第1話

文字数 1,665文字

11月の日曜日の朝、部屋のカーテンを開けた亜紀は、「わあ!」と歓声を上げた。
マンションの3階にある亜紀の部屋から見える景色が、一変していた。
亜紀の部屋はバルコニーに面していて、眼下にあるマンションの前庭の先には一部が駐車場になった空き地が広がり、その向こうの一段高くなったところに建っている家々の敷地にある木々が色付いていた。
小春日和といえる秋晴れの日差しの栄養をたっぷり吸い込んだように、木の葉が黄金色に近いほどの輝きを見せていた。
桜の木は緑から赤へのグラデーション。春に白い花を咲かせる白モクレンといちょうは、黄緑色に変化していた。
まるで、世界に黄葉という魔法がかけられているようだった。

亜紀は中学2年生で、毎日部活で忙しく、朝練があるので朝窓の外を眺める余裕もなく、バタバタと登校していた。
きのう土曜日も朝から部活があったが、今日は一日休みなので久しぶりに朝、窓の外の景色を堪能できた。
自分の名前と同じ音の秋は、一番好きな季節だった。
特に、ヴェルレーヌの詩句にある、悲しみを美しく奏でるヴァイオリンの音色を空中に描いたような黄葉は大好きだった。
散りゆく葉の悲しみが、最も美しい色彩を生み出している。
散ることは滅びや死を連想させるが、黄葉の美しさによって、そこには滅びの先の希望が感じられる。春になるとまた、新緑となって生まれてくるという希望が。
そうして、木々は新緑→濃緑→黄葉→落葉というサイクルを通して、生々流転のカラフルな絵巻を展開する。

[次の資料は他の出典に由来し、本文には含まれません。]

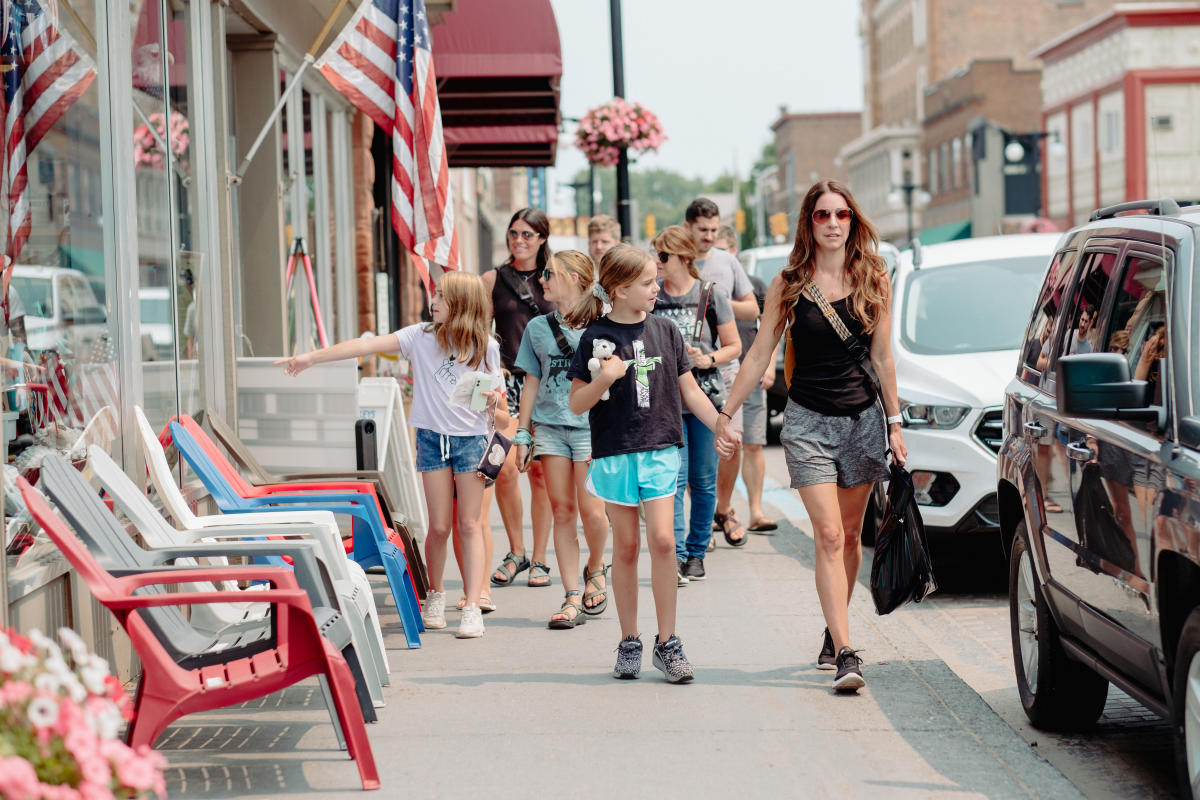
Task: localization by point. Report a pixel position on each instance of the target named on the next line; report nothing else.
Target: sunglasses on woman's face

気温が8℃以下になると紅葉が始まり、日中との気温差が大きいほどきれいに色付くという。そういえばこのところ朝晩めっきり冷えているが、昼間は20℃くらいまで上がって暖かかった。
それが黄葉には好条件ということなのかと、亜紀は目の前の風景を見て納得した。

さっきから窓の外の景色を見るたびに何かの気配を感じてハッとするのだったが、少しして亜紀はその原因に思い当たった。
白モクレンの大木の横に小さく佇む低木が赤茶色になっていて、その大きさや色合いが人か動物を思わせるのだった。
赤茶色の服を着た人が、そこにいるような気がした。
亜紀はふと、幼稚園児だった頃の弟の言葉を思い出した。
「木も、洋服を着替えるんだね」
弟の和志とは7歳年が離れていて、亜紀は弟の無邪気な発言に、ときおり母親と一緒になって笑った。
「今日、和ちゃんが着ているトレーナー、赤茶色であの木の色に似てるね」
と亜紀が指摘すると、和志は得意げに「じゃあ、あの木がボクの真似をしたんだ」と言った。
それを聞いて、母親は可笑しさと可愛さが入り混じったように朗らかに笑い、亜紀も母親に寄り添うように笑い声を上げた。

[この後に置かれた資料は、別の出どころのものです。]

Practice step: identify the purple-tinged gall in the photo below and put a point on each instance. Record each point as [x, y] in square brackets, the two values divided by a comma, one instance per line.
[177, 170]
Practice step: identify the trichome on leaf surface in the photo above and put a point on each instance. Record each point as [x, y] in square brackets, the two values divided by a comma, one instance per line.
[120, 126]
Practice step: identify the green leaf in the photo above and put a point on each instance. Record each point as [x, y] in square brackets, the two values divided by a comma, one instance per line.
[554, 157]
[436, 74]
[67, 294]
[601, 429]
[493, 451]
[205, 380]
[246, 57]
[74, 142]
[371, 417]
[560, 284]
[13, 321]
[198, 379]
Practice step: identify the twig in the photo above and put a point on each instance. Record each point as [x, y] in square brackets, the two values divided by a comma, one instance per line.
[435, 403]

その和志はこの春小学校に上がったが、真新しいランドセルをしょったまま、天国へ行ってしまった。
集団登校の列に暴走した車が突っ込んで、はねられたのだ。
その日から、母親が笑うことは絶えてなかった。亜紀はそんな母親の深い悲しみにあえて寄り添わず、努めて明るくふるまった。部活に熱中することで、弟を失った悲しみを忘れようともした。

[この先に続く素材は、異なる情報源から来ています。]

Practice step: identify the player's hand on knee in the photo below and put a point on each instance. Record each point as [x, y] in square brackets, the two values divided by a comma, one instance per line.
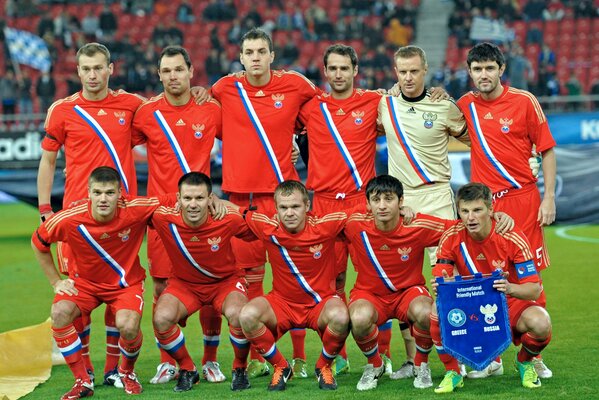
[65, 286]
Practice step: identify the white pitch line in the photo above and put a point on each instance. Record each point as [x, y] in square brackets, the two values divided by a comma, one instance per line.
[563, 233]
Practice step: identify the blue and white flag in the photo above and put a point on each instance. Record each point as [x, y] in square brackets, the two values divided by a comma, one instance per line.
[27, 48]
[474, 320]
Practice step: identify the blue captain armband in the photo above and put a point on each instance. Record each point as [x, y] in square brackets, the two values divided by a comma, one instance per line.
[526, 269]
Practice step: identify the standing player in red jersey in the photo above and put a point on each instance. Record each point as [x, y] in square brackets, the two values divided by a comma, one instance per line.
[301, 251]
[473, 246]
[105, 234]
[179, 135]
[205, 273]
[260, 107]
[388, 256]
[341, 128]
[94, 128]
[506, 125]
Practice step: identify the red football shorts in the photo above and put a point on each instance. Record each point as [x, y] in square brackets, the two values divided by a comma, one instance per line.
[195, 295]
[323, 204]
[515, 309]
[394, 305]
[292, 315]
[251, 254]
[159, 262]
[523, 206]
[91, 295]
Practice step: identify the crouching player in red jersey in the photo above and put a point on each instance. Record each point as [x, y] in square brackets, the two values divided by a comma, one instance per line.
[301, 250]
[105, 234]
[457, 254]
[204, 273]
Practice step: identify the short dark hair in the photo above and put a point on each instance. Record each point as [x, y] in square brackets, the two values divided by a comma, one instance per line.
[171, 51]
[341, 50]
[475, 191]
[286, 188]
[91, 49]
[253, 34]
[104, 175]
[409, 52]
[485, 52]
[195, 179]
[384, 184]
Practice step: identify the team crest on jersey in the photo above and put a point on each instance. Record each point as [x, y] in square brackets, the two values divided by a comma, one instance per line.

久しぶりの休日、亜紀は友達と散策やショッピングを楽しんで、夕方帰宅した。自室に戻ってふと窓の外を眺めると、誰か(何か)いる気配が今朝より濃厚になっていた。
赤みを帯びた夕陽の光線が、悲しみの色調を黄葉に付与しているようでもあった。
と、その時亜紀は見た。
白モクレンの黄葉樹の横に立つ、赤茶色の人影を。
亜紀は直感的に悟った。それは弟の和志だと。
「和志! 和ちゃん!」
声にならない叫びを飲み込んだ亜紀は、キッチンで夕食の支度をしている母親に知らせようと「おかあさ……」と言いかけて足を止めた。
幻は他人と共有できないことを、亜紀は思い出した。
呼んできて何も見えなかったら、母親をがっかりさせることにしかならない。そう考えて亜紀は断念し、再び窓の外を見やったが、すでに和志の幻は消えていて、黄葉した木々は11月の性急な夕暮れに没しようとしていた。
景色がすっかり闇に蔽われるまで、亜紀は茫然と窓の外に視線を漂わせていた。